B.—You take the proportion of the writers who oppose the standard doctrines, for the proportion of the well-instructed people who oppose them; but the fact is very different. The writers are some half-dozen individuals, or less. And who are the people who write in such a case? Why, any creature who takes it into his head that he sees something in a subject which nobody else has seen. On the other hand, they who, after studying the subject, see the truth of the doctrines generally taught, acquiesce in them, hold to them, act upon them, and do not write. Every creature who objects, writes: they who believe, do not write. You thus know all the objectors, you have the knowledge of them forced upon you; you are ignorant of the thousands who do not object. And what can be gathered unfavourable to any doctrine, from the circumstance that some half-dozen individuals are found, with vanity enough, to think that they are wiser on the subject than the sum of all the other men who have studied it? Are persons ever wanting of that description, to oppose any system of propositions, however well established?
A.—I acknowledge the weight of the observation thus far; that those who desire to make objections commonly print, those who receive the doctrines do not print; and that the believers, therefore, may be a much greater number than they appear. But we have very strong evidence, that the number of those who admit the objections is also great. Do not the members of the legislature, the greater part of them, not only disclaim all confidence in the doctrines of political economy, but treat its pretensions to science as imposture?
B.—Of those members who disclaim all confidence in political economy, how many do you suppose speak with knowledge. how many without it?
A.—If I am to speak my opinion honestly, I doubt whether any. The greater part of them disclaim the knowledge, as well as the confidence; and those who do not so, leave nobody in doubt of the fact.

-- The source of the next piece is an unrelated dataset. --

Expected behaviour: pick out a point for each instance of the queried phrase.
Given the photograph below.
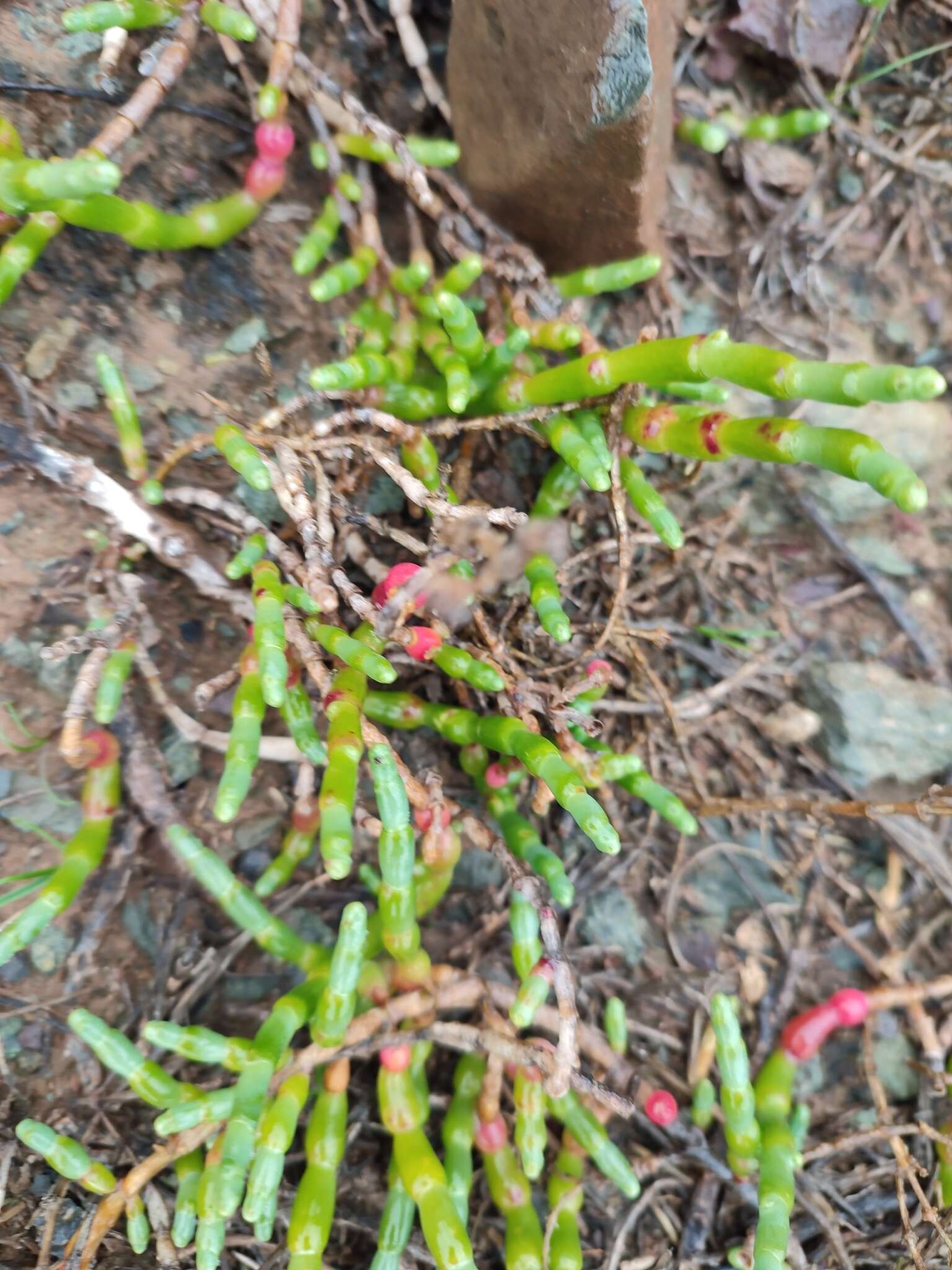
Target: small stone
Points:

B.—But of those who know, and those who do not know a subject, of which are the opinions of any value? Were a blind man to give you his opinion upon the colours of any assortment of things placed before him, would you not treat the man as foolish, and his opinion good for nothing?
A.—The opinion of a man without knowledge must be allowed to be worth nothing at all. I think it ought not to be called an opinion: it is only so much unmeaning sound. He who utters the propositions, neither puts together nor separates ideas: he only puts together positive or negative terms.
B.—If ever so many people were to utter these unmeaning sounds—some on one, some on the other side of any question—they could not be considered as adding anything whatsoever to the presumptions on either. The people, therefore, in the legislature, void of knowledge, who say they distrust and despise political economy, make no presumption against the doctrines against which they vent only a senseless noise.
A.—I cannot but agree with you.
B.—Even with regard to the supposition on which they mainly build, that there is such a diversity of opinion among political economists as raises a presumption against their doctrines, the fact is the reverse. Among those who have so much knowledge on the subject as to entitle their opinions to any weight, there is a wonderful agreement, greater than on almost any other moral or political subject. On the great points, with hardly any exception, there is general concord; and even on those points on which controversy is maintained, the dispute is about words, the ideas being in almost all cases the same. Take a summary view of the subject. In the great doctrines concerning production, distribution, exchange, and consumption, you find perfect concurrence; it is only as to some of the minor questions involved in these great doctrines that there is any dispute; and I might undertake to show that in few instances is even that dispute other than verbal… There is no branch of human knowledge more entitled to respect; and the men who affect to hold it in contempt afford indication only against themselves.